Villagers in Um Al-Khair have been repeatedly prevented from bringing their sheep to graze on the outskirts of the village. In one such recent incident, settlers attacked the Palestinian shepherds, and together with Israeli police and civil administration officials claimed that the village’s water infrastructure was on settler land, and threatened that the residents of Um Al-Khair would be prevented access.
Umm al-Khair is a small Bedouin herding community. Its history is woven with the history of Palestine. Its Bedouin villagers were forced to flee their ancestral lands in 1948, a forced ethnic cleansing known as the Nakba, a word in Arabic analogous to the Hebrew Shoah, both meaning catastrophe. These refugees resettled in Um Al-Khair: “the good place”.
Within meters of Um Al-Khair lies Carmel, an illegal Israeli settlement began in 1980 and 1981. Um Al-Khair is now surrounded on three sides by the settlement, described as a “green oasis that looks like an American suburb”. Meanwhile, in stark contrast, over 100 homes, many simple tin structures, have been demolished by the Israeli Army in Um Al-Khair, a village of mostly children and youth.
Um Al-Khair is a village of artists and poets, who have continually rebuilt from the ruins.
Like many nearby Palestinian communities it is threatened with complete erasure. The water network now threatened is the only source of water for the people of Um Al-Khair.

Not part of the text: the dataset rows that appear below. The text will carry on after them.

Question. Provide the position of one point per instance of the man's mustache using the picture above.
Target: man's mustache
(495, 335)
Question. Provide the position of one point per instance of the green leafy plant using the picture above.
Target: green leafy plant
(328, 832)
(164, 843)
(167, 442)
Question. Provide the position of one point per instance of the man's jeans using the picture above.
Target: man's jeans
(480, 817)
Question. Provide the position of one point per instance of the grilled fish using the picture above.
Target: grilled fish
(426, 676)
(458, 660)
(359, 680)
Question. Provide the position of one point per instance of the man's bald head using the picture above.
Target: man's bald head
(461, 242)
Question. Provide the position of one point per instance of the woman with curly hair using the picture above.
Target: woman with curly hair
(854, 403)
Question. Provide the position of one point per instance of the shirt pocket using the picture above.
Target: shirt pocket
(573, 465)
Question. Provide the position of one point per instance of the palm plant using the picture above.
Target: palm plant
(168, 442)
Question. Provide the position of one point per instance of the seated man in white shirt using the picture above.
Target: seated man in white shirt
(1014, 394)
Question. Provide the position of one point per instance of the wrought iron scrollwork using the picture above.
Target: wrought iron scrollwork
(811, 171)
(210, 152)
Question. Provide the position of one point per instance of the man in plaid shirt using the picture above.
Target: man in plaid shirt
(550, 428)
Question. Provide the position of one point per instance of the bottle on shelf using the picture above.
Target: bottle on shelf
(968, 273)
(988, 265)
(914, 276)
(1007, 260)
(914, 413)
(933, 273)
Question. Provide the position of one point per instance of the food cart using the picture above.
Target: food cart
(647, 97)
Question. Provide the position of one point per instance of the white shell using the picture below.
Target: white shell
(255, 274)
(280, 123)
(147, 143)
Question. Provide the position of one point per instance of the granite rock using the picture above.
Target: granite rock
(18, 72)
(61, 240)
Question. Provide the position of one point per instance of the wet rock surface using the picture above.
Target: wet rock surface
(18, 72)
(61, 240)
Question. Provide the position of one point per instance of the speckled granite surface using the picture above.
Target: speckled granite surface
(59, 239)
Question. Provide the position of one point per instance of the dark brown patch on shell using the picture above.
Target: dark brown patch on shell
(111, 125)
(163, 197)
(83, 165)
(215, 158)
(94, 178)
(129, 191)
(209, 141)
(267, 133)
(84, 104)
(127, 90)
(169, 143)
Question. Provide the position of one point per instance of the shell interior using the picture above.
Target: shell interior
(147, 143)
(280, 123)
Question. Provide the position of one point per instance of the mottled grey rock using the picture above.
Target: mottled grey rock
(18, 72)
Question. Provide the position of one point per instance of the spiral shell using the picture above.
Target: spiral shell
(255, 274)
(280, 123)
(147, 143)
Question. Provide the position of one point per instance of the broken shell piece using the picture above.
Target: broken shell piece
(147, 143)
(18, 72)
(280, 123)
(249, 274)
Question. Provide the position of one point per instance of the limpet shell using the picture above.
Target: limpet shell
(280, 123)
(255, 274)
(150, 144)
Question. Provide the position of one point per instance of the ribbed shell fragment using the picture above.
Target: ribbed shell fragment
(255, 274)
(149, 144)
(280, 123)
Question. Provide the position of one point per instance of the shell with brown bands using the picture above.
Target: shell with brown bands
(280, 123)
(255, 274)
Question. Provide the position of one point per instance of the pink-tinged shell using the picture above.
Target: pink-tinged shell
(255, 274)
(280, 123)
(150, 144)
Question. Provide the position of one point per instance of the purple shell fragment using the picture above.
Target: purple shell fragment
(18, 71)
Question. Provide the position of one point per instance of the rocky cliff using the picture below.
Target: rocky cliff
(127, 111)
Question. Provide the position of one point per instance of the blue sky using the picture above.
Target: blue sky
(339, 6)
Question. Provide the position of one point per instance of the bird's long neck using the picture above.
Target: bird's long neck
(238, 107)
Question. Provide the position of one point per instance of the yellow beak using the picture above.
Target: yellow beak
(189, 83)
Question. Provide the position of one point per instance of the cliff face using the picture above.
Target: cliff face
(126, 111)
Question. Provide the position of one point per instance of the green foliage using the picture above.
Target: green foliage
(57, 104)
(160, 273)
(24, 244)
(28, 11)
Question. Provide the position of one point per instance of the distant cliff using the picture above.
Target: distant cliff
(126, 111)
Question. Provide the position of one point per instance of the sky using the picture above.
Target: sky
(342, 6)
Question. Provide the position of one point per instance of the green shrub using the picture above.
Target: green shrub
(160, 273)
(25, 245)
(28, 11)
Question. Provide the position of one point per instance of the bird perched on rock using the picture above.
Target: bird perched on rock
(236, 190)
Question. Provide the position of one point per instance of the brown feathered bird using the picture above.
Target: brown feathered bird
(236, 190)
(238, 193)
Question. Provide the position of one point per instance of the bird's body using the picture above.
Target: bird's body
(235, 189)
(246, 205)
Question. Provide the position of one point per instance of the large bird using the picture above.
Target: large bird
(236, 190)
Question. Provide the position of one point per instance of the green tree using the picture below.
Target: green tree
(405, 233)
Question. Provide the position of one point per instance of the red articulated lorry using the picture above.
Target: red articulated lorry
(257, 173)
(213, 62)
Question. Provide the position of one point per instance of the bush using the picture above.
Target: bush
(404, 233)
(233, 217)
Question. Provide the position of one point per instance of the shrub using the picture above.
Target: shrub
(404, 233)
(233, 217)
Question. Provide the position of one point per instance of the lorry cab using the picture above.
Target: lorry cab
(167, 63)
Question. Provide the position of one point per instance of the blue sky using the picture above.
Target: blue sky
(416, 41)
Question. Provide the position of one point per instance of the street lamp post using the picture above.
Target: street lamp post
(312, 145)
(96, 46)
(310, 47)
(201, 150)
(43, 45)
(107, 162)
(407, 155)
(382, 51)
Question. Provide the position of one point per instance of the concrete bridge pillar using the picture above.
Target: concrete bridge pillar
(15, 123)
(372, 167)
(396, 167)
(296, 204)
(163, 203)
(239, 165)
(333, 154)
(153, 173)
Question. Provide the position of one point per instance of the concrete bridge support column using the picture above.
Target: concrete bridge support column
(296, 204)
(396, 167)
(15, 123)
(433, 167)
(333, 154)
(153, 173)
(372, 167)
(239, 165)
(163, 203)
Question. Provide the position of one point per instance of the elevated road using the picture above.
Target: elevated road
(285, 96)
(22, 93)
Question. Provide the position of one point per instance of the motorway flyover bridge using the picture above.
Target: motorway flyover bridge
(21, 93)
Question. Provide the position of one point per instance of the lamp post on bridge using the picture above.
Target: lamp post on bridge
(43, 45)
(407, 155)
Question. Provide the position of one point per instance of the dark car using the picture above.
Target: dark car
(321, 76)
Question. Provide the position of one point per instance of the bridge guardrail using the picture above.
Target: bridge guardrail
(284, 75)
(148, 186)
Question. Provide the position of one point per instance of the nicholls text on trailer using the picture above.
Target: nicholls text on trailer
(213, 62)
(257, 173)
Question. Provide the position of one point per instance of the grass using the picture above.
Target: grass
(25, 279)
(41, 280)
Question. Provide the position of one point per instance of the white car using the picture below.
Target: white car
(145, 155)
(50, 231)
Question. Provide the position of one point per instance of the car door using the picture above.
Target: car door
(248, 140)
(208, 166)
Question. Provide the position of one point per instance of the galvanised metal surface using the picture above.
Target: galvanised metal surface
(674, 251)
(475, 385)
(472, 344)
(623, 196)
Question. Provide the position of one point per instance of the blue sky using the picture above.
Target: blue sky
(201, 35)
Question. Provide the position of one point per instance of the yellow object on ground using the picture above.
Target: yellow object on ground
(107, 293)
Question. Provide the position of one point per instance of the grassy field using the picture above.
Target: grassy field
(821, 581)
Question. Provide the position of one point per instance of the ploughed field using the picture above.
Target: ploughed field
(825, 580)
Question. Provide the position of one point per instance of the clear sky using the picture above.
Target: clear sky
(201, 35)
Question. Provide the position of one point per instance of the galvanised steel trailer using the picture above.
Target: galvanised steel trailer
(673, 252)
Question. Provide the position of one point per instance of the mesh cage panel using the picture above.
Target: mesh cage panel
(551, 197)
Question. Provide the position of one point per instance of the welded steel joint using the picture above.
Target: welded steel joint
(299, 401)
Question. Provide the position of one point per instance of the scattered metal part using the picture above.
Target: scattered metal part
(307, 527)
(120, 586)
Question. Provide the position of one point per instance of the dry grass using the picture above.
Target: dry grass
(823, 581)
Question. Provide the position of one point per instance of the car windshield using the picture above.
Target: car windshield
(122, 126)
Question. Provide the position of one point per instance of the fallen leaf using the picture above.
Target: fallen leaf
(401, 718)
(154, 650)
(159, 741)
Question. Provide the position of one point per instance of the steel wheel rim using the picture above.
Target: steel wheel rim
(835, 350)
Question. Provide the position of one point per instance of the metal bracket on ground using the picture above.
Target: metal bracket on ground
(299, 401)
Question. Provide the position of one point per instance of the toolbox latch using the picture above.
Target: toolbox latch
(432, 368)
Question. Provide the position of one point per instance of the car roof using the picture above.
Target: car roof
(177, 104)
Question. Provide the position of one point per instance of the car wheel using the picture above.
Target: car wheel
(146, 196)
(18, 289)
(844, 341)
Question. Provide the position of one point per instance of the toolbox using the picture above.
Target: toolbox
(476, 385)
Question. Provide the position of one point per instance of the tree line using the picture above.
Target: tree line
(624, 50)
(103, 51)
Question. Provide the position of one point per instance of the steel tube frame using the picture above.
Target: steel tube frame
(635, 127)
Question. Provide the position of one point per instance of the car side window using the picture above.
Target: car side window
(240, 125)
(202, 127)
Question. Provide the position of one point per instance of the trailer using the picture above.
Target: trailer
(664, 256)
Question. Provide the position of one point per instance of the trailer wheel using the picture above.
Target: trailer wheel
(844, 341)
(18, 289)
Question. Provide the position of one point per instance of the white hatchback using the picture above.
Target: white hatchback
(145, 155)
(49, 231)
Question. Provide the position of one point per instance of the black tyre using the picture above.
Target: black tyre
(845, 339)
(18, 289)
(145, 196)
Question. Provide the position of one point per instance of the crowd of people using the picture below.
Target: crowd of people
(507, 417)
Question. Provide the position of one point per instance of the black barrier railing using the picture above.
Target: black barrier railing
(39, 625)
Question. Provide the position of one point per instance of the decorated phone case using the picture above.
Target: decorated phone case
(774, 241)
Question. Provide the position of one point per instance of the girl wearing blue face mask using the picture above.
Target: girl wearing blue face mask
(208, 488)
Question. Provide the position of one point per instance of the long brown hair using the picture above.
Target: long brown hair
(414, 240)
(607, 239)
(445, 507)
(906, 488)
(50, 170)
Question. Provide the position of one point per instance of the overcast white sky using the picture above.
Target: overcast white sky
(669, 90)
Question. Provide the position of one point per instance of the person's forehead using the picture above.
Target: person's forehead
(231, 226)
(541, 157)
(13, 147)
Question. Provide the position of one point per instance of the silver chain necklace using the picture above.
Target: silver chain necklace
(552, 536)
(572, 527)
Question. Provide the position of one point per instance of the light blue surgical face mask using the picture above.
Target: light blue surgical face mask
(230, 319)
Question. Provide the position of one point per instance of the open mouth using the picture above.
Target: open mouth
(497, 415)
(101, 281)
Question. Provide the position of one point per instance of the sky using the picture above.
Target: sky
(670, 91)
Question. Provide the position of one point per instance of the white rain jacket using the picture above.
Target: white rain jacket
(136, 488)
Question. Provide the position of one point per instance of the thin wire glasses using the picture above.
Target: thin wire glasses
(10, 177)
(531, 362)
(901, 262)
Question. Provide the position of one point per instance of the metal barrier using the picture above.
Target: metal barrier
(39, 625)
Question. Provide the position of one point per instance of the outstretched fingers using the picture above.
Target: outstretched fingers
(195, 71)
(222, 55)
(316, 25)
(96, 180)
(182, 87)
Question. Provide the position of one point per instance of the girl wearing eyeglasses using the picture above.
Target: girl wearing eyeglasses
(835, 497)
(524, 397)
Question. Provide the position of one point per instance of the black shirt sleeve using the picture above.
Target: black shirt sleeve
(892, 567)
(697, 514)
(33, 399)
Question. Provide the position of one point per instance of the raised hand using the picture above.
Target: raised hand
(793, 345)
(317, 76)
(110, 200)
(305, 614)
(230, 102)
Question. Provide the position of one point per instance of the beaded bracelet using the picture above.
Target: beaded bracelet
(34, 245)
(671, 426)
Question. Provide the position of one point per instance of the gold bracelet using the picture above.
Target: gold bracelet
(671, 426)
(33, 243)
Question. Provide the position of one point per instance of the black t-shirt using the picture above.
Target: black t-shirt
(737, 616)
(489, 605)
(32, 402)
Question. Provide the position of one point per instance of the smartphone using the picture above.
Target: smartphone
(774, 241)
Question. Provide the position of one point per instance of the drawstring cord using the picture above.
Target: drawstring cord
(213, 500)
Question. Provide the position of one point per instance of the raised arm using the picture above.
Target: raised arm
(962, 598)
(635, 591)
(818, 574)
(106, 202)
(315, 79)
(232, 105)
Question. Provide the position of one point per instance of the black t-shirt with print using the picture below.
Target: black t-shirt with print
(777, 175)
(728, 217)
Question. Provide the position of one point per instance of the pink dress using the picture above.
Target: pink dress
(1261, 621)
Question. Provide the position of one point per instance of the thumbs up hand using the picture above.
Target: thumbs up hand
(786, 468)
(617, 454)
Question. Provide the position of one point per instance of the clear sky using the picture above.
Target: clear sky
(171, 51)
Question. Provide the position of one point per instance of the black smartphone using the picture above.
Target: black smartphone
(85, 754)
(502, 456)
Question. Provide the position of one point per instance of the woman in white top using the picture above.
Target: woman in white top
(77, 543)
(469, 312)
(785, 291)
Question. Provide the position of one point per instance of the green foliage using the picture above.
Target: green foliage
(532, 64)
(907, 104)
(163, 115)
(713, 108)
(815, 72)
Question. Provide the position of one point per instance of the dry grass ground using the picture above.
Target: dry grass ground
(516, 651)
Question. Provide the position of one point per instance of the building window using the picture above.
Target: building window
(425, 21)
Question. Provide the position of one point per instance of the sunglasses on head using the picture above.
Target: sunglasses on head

In the words of one resident of the village, “I really do not understand what this damned hatred is. Why are people being fought by cutting off their water, and breaking the water network?… Water is a right for everyone… No one can live without water, so why are we always the ones who suffer? Isn’t it enough to attack us? Isn’t it enough to demolish our homes? Isn’t it enough to prevent us from obtaining electricity? Isn’t it enough to confiscate our lands? Cutting off water networks is a shameful and scandalous crime. I really wonder when the settlers will cut off our air? If they can, they will.”